“Un maestro di calcio”, parola di Antonio Percassi. “Insieme ci divertiremo”, la risposta dell’interessato. Questo stesso giorno, sette anni fa, fu il giorno dei giorni. Soltanto che non poteva saperlo nessuno. Gian Piero Gasperini fu ufficializzato quale nuovo allenatore dell’Atalanta e la cosa incredibile, anche a distanza di tempo, è che la prima scelta per la panchina di una squadra fin lì abituata alla salvezza o poco oltre non era mica lui. A portarlo a Bergamo, dovrebbe deliziato tutti con sei qualificazioni alle competizioni Uefa, la metà delle volte la Champions League e per di più consecutive, il gran rifiuto di Rolando Maran, rimasto al Chievo davanti all’insalata mangiata a pranzo dal presidente Luca Campedelli.

La clivensizzazione della Dea pareva comunque netta, a partire dal responsabile dell’area tecnica Giovanni Sartori per chiudere col responsabile del settore giovanile Maurizio Costanzi, che dal 1° luglio sarà sostituito dall’interista in fuga Roberto Samaden, passando per Alberto Paloschi, cividatese richiamato per l’occasione dalle vacanze a Ibiza dopo una pessima mezza stagiona gallese allo Swansea. Il Palo fu una delusione, il mix tra prestiti di ritorno formati nel vivaio (Conti, Caldara, Gagliardini e Kessie), italiani in cui le case madri non avevano creduto (Spinazzola, Petagna) e stranieri di fama (Gomez, Kurtic) invece no.

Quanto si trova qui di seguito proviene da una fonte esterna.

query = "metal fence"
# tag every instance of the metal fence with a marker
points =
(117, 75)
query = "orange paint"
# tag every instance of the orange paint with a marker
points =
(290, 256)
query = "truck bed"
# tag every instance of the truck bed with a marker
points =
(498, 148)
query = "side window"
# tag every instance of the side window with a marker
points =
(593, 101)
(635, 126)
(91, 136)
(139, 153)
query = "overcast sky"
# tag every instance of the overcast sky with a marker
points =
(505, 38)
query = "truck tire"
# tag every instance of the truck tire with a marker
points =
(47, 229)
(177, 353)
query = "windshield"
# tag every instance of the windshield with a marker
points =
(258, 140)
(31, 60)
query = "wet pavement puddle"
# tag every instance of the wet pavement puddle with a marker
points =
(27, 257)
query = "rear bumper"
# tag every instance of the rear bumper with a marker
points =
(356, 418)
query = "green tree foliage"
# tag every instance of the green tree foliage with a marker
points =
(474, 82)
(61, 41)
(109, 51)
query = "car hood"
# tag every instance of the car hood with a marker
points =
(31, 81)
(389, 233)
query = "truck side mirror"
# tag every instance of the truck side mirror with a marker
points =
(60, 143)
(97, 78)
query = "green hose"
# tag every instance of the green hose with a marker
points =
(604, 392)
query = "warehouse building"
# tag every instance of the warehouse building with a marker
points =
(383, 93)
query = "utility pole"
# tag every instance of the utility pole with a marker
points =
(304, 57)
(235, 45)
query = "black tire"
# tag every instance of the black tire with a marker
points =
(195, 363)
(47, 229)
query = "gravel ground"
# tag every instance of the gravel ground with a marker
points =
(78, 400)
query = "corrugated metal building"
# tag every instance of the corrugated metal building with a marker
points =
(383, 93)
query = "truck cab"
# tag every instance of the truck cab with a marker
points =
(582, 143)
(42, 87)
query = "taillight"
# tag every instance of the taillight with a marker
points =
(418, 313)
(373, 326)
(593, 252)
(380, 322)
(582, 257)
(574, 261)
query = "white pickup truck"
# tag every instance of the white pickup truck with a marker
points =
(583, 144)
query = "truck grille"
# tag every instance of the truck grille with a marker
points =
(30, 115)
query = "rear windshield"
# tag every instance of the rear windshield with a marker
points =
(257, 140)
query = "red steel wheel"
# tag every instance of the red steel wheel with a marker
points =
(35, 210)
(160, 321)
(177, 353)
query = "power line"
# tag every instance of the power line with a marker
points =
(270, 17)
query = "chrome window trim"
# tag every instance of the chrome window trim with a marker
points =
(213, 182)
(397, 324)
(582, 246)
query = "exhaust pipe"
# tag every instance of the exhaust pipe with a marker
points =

Sarebbe poi venuta l’era di Hateboer, Castagne, Gosens, Palomino, Ilicic, Cristante, Zapata e Muriel fino ai Koopmeiners, Ederson, Hojlund e Lookman del presente.

Una squadra multiforme e proteiforme che il Mago di Grugliasco ha saputo rivoluzionare pur senza rinunciare mai al proprio crede, difesa a tre, mediana a due e poi ci si diverte tra formule tipo il quadrilatero coi due trequartisti dietro una punta sola quando in infermeria ce ne sono troppe. De Roon a protezione della diga e tre cursori, alla Loco Bielsa. Dalla sua, al netto dei 400 milioni di plusvalenze, i numeri sul campo: 168 vittorie su 330 partite, quasi il 51 per cento, 81 pareggi e altrettante sconfitte, tre terzi posti di fila. Sorpresi per il prolungamento fino al 2025 con opzione, a dispetto delle presunte incomprensioni con la neo (com)proprietà americana insediatasi due febbrai or sono? Noi nemmeno un po’.